We scrambled out of the tank and slid down the hill on the opposite side of the convoy. Fifteen minutes later, when we were on our way back to camp, we looked back and watched two P-51s dive at the hilltop and release their bombs. In two sorties the entire top of the hill, tank included, were blown away. Stevenson was more careful after that when I asked him to join me. But boredom always made him change his mind. Terry on the other hand was ready for anything, but I didn’t like his tagging along. He insisted on taking bis Ml, thought he might have secretly wanted to get himself a threatening to shoot at anything that moved. Sometimes I thought he might have secretly wanted to get himself a Japanese sniper.
For a farm boy, Guam was my dream. Here were Kipling’s Jungle Books and Edgar Rice Burrow’s Tarzan of the Apes. Their characters were alive and flourishing here. I ran among the trees, through verdant undergrowth, down sun-flecked paths, until I became breathless and could run no more. When I laid down with my back against the roots of a massive tree and looked up, I wanted to swing through the trees like the animals of the forest do, but I could hardly put my arms around any of the trees they were so mighty. And often my expectations were short lived. I tried to climb a coconut palm and found that even a simple task like that was impossible for a new comer.
I spent one afternoon in the forest; it was late when I sneaked under the fence and returned to camp. I feared I might be in trouble, but I wasn’t even missed. The men were preoccupied with a new subject. A new point system was announced.
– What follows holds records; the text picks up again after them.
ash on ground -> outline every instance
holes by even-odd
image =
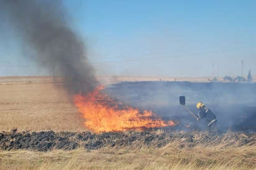
[[[21,132],[16,130],[0,133],[0,150],[30,150],[47,151],[53,150],[75,150],[83,147],[86,150],[96,150],[104,147],[161,148],[168,144],[180,148],[194,147],[198,145],[224,147],[242,146],[256,145],[256,133],[227,132],[211,134],[207,132],[156,131],[110,132],[95,134],[84,132]]]

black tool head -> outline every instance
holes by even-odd
[[[185,105],[186,105],[186,97],[185,96],[179,96],[179,104]]]

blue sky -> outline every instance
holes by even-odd
[[[64,1],[97,74],[204,76],[256,72],[255,1]],[[8,30],[6,28],[5,30]],[[6,31],[7,32],[7,31]],[[12,33],[0,75],[47,74]],[[7,67],[11,66],[11,67]]]

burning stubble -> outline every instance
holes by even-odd
[[[61,1],[2,0],[0,10],[22,46],[40,65],[54,69],[71,94],[87,94],[97,86],[83,42],[69,25]]]

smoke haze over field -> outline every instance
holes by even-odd
[[[85,94],[95,87],[85,46],[69,27],[61,1],[2,0],[0,11],[3,20],[9,20],[14,28],[26,54],[63,75],[69,92]]]

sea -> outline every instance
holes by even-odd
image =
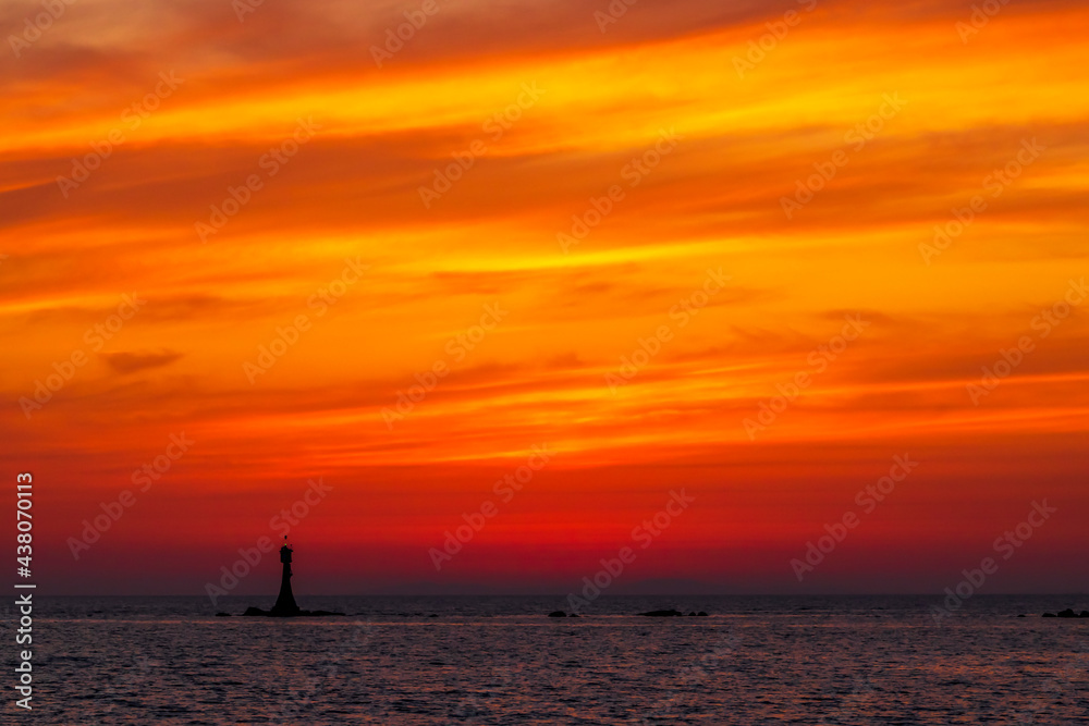
[[[1089,724],[1085,596],[36,598],[3,724]],[[674,608],[681,617],[639,613]],[[217,617],[215,611],[232,613]],[[707,616],[688,613],[706,612]],[[1025,615],[1025,617],[1018,617]]]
Stevenson and Whittington were hot at it debating the finer points. “I tell you this,” Whittington insisted, “the CINCPAC memorandum on the Point System states if you have 30 or more points you are eligible to go home.”
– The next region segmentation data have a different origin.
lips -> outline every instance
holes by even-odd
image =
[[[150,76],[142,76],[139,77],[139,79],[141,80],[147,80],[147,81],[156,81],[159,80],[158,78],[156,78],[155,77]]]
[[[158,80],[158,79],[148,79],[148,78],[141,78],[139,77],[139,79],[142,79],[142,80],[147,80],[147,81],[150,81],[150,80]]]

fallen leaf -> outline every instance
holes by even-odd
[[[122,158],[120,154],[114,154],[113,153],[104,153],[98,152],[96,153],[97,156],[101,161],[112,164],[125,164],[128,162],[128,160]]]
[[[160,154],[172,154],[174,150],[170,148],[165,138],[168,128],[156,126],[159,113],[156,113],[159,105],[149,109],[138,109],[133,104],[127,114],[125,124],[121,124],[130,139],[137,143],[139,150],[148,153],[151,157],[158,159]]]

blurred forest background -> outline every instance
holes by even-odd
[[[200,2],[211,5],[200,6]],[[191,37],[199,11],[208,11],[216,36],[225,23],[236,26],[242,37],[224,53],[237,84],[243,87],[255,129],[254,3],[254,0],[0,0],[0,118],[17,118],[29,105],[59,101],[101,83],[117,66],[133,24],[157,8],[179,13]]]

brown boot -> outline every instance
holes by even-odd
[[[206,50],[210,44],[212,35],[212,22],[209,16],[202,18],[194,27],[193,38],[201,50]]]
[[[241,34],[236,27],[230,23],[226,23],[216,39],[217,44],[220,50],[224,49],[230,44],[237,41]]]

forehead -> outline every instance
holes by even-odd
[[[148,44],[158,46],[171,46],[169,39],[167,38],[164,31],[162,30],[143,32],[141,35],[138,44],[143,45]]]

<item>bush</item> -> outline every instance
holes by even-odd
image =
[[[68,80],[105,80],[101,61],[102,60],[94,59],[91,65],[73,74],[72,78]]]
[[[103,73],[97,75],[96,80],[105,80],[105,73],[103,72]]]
“Yeah, and a Purple Heart gets you five extra points,” Johnson interrupted.
“That doesn’t mean shit,” said Melanowski. “When are we going home anyway?”
“Overseas time is double Stateside time,” Marsden added. “That’s still not the frigin’ answer,” Melanowski said. Gradually the conversation took another turn. The war was over! What would we do now? We would certainly miss our buddies. Who could understand us better than those guys with whom we shared the same foxholes for the past year. Men began jotting down addresses, and making promises to “keep in touch.” Harsh words were no longer uttered and enemies became friends.
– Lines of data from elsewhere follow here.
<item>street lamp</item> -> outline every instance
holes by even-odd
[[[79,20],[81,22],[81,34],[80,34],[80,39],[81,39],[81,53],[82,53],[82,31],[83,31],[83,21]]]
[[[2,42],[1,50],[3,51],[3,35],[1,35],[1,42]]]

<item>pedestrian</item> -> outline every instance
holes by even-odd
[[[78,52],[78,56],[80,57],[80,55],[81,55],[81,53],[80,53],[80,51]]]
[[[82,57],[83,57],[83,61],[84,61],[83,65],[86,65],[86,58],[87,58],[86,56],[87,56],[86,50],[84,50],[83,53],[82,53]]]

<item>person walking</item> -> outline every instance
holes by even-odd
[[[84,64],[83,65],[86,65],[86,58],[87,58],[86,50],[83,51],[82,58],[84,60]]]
There were some who hated to see the war end. When the news came, they may have shouted the victory call, but deep inside there was the feeling that more than a war had ended. Back to the farm they would go, to the steel mills, to the coalmines, to the humdrum, the mundane. And I would go to work in an electric shop with my father. It wasn’t a very happy thought. No more heroes. No more victories. No more buddies to confide in. No more war to fight. It happened so quickly, and now it was over.